言辞中的似乎二字让季青城不悦,让卫昔昭费解。
“怎么回事?”季青城耐着性子问道。
裴孤鸿语声中隐有一丝紧张,“方才属下回府途中,见到宣旨太监,是皇上身边的人,正往将军府赶来。听他们话里的意思,宫里像是出大事了,要请将军夫妇进宫接旨。”
似乎、像是——说了多少次,裴孤鸿话里这样的措辞还是不能避免。
夫妻二人无奈地对视一眼。这种事不能耽搁,还是早些起身为妙。
之后在厅堂等了些时候,宣旨太监来了,果真如裴孤鸿所言,萧龙渄召见他们夫妇,另外瑜哥儿、裴孤鸿也在召见之人之列。
卫昔昭一听说瑜哥儿也要进宫,没来由地有些慌。
季青城陪她一起去了东厢房,吩咐乳娘给孩子穿戴整齐。他握住她的手,带着镇定、安抚的意味,“没事,你我同在,什么事都不会有。”
☆、第134章 摄政王(上)
摄政王
养心殿外,站着面色沉重的太医、手足无措的太监。
太监见到季青城几人,忙躬身相请,“季将军、夫人快请。”又有人走到裴孤鸿近前,“世子请在外稍等。”
瑜哥儿睁着一双带着惺忪睡意的眼睛,有些茫然地看着卫昔昭,两条小胳膊一直紧紧环着卫昔昭的颈子。
进到殿内,萧龙渄并没如几人想象般卧在龙床上,相反,他面色端肃地坐在龙书案后。看到瑜哥儿,目光变得柔软而伤感。
命人赐座后,萧龙渄指了指手边几道已经亲笔书写好的圣旨,疲惫起身,缓声道:“朕自登基以来,想为逝去之人讨回一个说法,想为百姓开创一个太平盛世,怎奈有心无力,事事兼顾,却一事无成。至今时,屡感不适,每况愈下,竭力支撑亦不能如常处理诸事。”说到这里,语声一顿,微抬了眼睑,望向上方,唇角逸出落寞笑意,“朕其实不爱这天下,无所作为亦在情理之中。只是为人父、为君王,不为自己,也要为后人谋取一份安稳。如此,”他看向季青城,“相请季将军为朕保驾护航,愿在朕有生之年,看到盛世繁华。
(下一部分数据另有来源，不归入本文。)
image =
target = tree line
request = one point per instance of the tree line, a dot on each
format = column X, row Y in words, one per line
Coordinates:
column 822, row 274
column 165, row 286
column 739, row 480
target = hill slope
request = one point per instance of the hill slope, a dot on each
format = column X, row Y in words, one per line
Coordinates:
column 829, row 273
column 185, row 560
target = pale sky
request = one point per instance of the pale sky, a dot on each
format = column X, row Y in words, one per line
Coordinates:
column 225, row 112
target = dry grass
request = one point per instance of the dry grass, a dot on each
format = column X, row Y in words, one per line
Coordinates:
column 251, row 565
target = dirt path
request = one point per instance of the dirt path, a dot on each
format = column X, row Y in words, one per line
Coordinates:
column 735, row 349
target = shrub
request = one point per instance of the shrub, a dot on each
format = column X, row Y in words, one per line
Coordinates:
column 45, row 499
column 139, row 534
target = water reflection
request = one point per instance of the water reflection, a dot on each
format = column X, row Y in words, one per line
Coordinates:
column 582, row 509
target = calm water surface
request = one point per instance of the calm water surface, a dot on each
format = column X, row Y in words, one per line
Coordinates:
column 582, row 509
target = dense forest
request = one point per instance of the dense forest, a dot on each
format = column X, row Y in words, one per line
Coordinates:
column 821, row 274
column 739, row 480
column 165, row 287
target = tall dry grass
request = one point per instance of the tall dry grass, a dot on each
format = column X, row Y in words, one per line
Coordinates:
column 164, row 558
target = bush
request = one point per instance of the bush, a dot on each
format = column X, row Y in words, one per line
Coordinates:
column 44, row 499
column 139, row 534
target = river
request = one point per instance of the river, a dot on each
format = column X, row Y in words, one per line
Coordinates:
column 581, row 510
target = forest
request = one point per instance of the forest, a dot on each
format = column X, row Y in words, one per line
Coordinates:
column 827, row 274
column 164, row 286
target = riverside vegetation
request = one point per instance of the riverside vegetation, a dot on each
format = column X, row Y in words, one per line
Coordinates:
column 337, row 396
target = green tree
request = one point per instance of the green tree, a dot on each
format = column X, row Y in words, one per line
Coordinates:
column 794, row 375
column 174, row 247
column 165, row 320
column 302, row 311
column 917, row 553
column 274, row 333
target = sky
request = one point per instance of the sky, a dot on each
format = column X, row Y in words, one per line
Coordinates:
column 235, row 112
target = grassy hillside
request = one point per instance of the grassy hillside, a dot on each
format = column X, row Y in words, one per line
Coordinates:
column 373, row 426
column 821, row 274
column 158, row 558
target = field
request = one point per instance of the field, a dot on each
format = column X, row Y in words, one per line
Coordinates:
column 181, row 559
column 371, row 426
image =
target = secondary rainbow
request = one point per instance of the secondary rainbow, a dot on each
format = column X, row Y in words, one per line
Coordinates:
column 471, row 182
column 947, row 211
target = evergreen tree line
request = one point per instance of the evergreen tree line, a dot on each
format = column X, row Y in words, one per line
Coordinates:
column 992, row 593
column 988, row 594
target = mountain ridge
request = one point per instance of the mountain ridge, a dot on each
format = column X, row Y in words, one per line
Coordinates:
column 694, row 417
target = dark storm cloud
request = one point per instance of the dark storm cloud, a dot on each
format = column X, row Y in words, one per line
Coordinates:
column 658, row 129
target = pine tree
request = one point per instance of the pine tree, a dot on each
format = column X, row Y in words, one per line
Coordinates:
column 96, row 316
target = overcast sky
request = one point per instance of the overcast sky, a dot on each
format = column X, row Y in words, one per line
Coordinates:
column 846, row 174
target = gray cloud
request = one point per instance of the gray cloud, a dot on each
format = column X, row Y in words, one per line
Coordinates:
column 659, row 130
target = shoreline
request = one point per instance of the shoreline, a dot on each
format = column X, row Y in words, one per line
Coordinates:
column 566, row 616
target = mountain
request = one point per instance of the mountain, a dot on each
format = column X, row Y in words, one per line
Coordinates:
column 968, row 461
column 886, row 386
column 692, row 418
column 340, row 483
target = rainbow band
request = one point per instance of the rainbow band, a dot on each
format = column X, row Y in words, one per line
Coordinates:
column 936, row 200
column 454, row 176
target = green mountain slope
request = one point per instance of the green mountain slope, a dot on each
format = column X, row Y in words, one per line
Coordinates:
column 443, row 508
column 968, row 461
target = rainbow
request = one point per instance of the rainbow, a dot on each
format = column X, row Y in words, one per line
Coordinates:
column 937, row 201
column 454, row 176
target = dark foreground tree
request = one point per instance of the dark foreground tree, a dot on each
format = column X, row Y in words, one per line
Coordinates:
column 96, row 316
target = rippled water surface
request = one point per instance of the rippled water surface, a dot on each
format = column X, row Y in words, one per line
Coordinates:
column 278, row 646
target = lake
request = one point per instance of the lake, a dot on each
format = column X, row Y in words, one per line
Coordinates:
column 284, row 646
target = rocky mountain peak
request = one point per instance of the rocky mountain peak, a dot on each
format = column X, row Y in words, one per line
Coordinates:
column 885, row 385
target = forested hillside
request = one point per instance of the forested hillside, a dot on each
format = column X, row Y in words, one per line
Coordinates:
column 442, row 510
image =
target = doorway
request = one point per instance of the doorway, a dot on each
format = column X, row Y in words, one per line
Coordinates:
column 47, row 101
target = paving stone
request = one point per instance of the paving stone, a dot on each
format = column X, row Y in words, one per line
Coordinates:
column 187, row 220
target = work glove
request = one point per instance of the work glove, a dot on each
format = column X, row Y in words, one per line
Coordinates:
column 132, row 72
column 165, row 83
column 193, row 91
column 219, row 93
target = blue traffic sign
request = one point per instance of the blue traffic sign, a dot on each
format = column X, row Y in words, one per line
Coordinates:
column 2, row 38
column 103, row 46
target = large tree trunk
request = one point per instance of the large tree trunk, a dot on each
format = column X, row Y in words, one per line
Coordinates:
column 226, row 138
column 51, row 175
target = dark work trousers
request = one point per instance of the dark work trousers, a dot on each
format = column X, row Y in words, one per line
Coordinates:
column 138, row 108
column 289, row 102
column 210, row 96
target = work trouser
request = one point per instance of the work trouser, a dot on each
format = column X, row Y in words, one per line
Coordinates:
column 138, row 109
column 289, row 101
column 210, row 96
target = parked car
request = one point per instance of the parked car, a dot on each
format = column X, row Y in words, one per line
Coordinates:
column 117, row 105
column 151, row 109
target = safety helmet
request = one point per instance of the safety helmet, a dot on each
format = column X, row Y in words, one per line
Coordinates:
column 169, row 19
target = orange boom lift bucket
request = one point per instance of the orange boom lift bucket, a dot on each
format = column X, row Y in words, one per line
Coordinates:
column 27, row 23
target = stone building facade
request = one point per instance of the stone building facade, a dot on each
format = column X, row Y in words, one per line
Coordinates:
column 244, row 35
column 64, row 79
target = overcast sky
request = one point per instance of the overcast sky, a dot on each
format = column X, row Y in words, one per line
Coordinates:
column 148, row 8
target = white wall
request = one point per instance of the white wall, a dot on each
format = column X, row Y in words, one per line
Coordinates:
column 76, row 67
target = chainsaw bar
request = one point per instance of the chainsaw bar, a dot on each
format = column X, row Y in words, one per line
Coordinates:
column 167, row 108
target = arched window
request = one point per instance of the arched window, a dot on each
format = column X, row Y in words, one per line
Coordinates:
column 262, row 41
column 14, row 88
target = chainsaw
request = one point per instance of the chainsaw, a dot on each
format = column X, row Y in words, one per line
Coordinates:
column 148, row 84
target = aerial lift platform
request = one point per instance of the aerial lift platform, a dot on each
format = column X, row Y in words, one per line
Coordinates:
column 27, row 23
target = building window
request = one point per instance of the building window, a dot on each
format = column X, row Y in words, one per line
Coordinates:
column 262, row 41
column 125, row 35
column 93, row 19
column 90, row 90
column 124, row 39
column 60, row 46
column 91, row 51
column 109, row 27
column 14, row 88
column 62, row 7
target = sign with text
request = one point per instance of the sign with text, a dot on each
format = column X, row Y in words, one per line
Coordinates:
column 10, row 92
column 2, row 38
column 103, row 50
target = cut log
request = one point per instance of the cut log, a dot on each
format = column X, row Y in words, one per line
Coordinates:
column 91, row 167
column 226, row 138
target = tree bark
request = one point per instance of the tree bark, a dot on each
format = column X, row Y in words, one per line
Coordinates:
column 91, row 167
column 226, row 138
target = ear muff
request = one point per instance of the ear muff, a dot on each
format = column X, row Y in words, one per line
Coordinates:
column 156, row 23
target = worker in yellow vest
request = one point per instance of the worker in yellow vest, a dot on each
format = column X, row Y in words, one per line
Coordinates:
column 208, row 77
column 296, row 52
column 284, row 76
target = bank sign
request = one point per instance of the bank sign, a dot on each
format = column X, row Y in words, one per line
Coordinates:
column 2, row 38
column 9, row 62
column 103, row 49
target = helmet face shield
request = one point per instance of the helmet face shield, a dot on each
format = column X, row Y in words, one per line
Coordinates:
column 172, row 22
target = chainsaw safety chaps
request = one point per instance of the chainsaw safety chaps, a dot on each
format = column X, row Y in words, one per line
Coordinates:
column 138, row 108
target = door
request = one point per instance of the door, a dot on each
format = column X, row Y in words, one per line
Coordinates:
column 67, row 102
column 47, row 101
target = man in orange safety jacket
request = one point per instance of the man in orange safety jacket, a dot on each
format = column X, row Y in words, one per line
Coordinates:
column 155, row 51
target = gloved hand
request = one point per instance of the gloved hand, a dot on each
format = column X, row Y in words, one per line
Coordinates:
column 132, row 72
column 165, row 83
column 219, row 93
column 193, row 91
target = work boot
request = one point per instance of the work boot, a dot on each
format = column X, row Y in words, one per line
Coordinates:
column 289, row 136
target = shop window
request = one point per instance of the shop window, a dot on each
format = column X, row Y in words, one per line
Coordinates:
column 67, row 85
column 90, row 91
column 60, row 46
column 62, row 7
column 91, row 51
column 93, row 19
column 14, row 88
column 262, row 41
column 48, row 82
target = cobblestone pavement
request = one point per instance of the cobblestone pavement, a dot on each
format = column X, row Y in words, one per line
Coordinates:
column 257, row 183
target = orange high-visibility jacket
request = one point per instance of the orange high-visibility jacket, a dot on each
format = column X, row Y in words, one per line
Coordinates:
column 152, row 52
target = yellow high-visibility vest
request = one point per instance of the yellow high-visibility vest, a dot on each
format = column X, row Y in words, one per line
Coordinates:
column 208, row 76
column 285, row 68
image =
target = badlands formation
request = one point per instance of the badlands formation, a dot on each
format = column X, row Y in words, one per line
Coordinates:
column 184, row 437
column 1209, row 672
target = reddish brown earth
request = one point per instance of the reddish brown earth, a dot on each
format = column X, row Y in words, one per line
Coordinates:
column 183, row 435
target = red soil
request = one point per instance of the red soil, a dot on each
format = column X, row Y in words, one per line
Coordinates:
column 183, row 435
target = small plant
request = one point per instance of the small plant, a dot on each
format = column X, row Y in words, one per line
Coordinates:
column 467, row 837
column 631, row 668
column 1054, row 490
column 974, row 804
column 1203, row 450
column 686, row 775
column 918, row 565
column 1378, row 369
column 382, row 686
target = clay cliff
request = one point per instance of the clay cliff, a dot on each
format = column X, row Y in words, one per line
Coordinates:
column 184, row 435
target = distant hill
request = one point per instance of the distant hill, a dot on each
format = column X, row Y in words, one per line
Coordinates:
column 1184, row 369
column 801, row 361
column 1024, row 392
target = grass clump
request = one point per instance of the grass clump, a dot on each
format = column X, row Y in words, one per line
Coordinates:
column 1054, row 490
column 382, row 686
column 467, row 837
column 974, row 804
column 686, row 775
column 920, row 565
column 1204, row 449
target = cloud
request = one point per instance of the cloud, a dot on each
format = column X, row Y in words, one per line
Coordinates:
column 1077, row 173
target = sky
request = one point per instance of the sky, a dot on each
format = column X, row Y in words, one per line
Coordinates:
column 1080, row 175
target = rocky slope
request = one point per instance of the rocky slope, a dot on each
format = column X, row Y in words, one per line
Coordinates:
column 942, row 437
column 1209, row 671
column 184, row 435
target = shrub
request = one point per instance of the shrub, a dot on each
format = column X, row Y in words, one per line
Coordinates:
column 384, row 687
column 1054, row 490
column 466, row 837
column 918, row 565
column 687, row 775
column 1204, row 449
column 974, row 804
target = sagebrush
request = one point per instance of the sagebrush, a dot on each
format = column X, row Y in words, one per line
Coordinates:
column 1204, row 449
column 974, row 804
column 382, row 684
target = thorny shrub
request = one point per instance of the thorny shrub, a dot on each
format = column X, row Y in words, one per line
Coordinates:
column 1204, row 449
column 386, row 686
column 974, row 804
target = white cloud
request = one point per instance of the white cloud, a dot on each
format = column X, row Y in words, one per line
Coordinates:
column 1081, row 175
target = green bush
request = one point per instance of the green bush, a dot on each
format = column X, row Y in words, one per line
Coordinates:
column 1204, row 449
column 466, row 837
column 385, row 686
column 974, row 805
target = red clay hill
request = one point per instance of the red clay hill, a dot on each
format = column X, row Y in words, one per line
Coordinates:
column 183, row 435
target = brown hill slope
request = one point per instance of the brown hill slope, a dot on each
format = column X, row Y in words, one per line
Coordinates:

”
之后,萧龙渄命太监宣读几道圣旨。
第一道圣旨,册立瑜哥儿——萧天渝为太子。
第二道旨意,册封季青城为摄政王,册封卫玄默为肃亲王,在萧龙渄养病期间,与楚王萧龙泽一起,同为辅政大臣,处理朝政。
第三道旨意,册封裴孤鸿为御前侍卫指挥使,负责圣驾安危。
第四道旨意,自然是册封卫昔昭、许氏为摄政王妃、肃亲王妃。
萧龙渄要夫妻二人亲耳听到这四道旨意,不外乎是要让他们洞悉局势,更加心安。
随后,宣旨太监出门,分别去向裴孤鸿、卫玄默、萧龙泽宣旨。
末了,萧龙渄走到卫昔昭近前,抬手摸了摸瑜哥儿的小脸儿,“昔昭,瑜哥儿——朕拜托你,好好照顾他。闲日不需与他多提及我,我始终是与他有缘无分,不配为他的父亲。”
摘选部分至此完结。